Example dataset hash
Internally, dataset objects are implemented as scr_hash
objects.
Here is an example hash for a dataset object.
ID
23
USER
user1
JOBNAME
simulation123
NAME
dataset.23
SIZE
524294000
FILES
1024
CREATED
1312850690668536
CKPT
6
COMPLETE
1
The ID
field records the dataset id of the dataset as assigned by
the scr_dataset_id
variable at the time the dataset is created. The
USER
field records the username associated with the job within which
the dataset was created, and the value of $SCR_JOB_NAME
, if set, is
recorded in the JOBNAME
field. The NAME
field records the name
of the dataset. This is currently defined to be “dataset.<id>
” where
<id>
is the dataset id. The total number of bytes in the dataset is
recorded in the SIZE
field, and the total number of files is
recorded in FILES
. The CREATED
field records the time at which
the dataset was created, in terms of microseconds since the Linux epoch.

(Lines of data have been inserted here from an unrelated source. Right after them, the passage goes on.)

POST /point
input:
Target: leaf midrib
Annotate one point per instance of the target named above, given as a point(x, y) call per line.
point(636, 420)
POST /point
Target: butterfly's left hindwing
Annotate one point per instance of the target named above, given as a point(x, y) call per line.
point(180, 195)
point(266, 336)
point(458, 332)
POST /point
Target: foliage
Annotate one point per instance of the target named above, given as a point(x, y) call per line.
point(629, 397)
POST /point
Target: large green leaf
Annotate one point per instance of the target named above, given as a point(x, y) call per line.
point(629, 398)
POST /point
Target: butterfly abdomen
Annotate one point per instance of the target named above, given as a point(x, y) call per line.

If the dataset is a checkpoint, the checkpoint id is recorded in the
CKPT
field. The COMPLETE
field records whether the dataset is
valid. It is set to 1 if the dataset is thought to be valid, and 0
otherwise.
These are the most common fields used in dataset objects. Not all fields are required, and additional fields may be used that are not shown here.
Common functions
This section describes some of the most common dataset functions. For a
detailed list of all functions, see scr_dataset.h
. The
implementation can be found in scr_dataset.c
.
Allocating and freeing dataset objects
Create a new dataset object.
scr_dataset* dataset = scr_dataset_new()
Free a dataset object.
scr_dataset_delete(&dataset);
Setting, getting, and checking field values
There are functions to set each field individually.

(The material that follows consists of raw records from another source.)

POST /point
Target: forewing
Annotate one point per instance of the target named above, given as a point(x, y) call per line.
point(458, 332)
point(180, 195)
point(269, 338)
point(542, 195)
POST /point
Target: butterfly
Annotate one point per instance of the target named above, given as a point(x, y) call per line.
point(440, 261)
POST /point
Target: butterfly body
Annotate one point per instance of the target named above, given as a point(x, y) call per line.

int scr_dataset_set_id(scr_dataset* dataset, int id);
int scr_dataset_set_user(scr_dataset* dataset, const char* user);
int scr_dataset_set_jobname(scr_dataset* dataset, const char* name);
int scr_dataset_set_name(scr_dataset* dataset, const char* name);
int scr_dataset_set_size(scr_dataset* dataset, unsigned long size);
int scr_dataset_set_files(scr_dataset* dataset, int files);
int scr_dataset_set_created(scr_dataset* dataset, int64_t created);
int scr_dataset_set_jobid(scr_dataset* dataset, const char* jobid);
int scr_dataset_set_cluster(scr_dataset* dataset, const char* name);
int scr_dataset_set_ckpt(scr_dataset* dataset, int id);
int scr_dataset_set_complete(scr_dataset* dataset, int complete);
If a field was already set to a value before making this call, the new value overwrites any existing value.
And of course there are corresponding functions to get values.
int scr_dataset_get_id(const scr_dataset* dataset, int* id);
int scr_dataset_get_user(const scr_dataset* dataset, char** name);
int scr_dataset_get_jobname(const scr_dataset* dataset, char** name);
int scr_dataset_get_name(const scr_dataset* dataset, char** name);
int scr_dataset_get_size(const scr_dataset* dataset, unsigned long* size);
int scr_dataset_get_files(const scr_dataset* dataset, int* files);
int scr_dataset_get_created(const scr_dataset* dataset, int64_t* created);
int scr_dataset_get_jobid(const scr_dataset* dataset, char** jobid);
int scr_dataset_get_cluster(const scr_dataset* dataset, char** name);
int scr_dataset_get_ckpt(const scr_dataset* dataset, int* id);
int scr_dataset_get_complete(const scr_dataset* dataset, int* complete);
If the corresponding field is set, the get functions copy the value into
the output parameter and return SCR_SUCCESS
. If SCR_SUCCESS
is
not returned, the output parameter is not changed.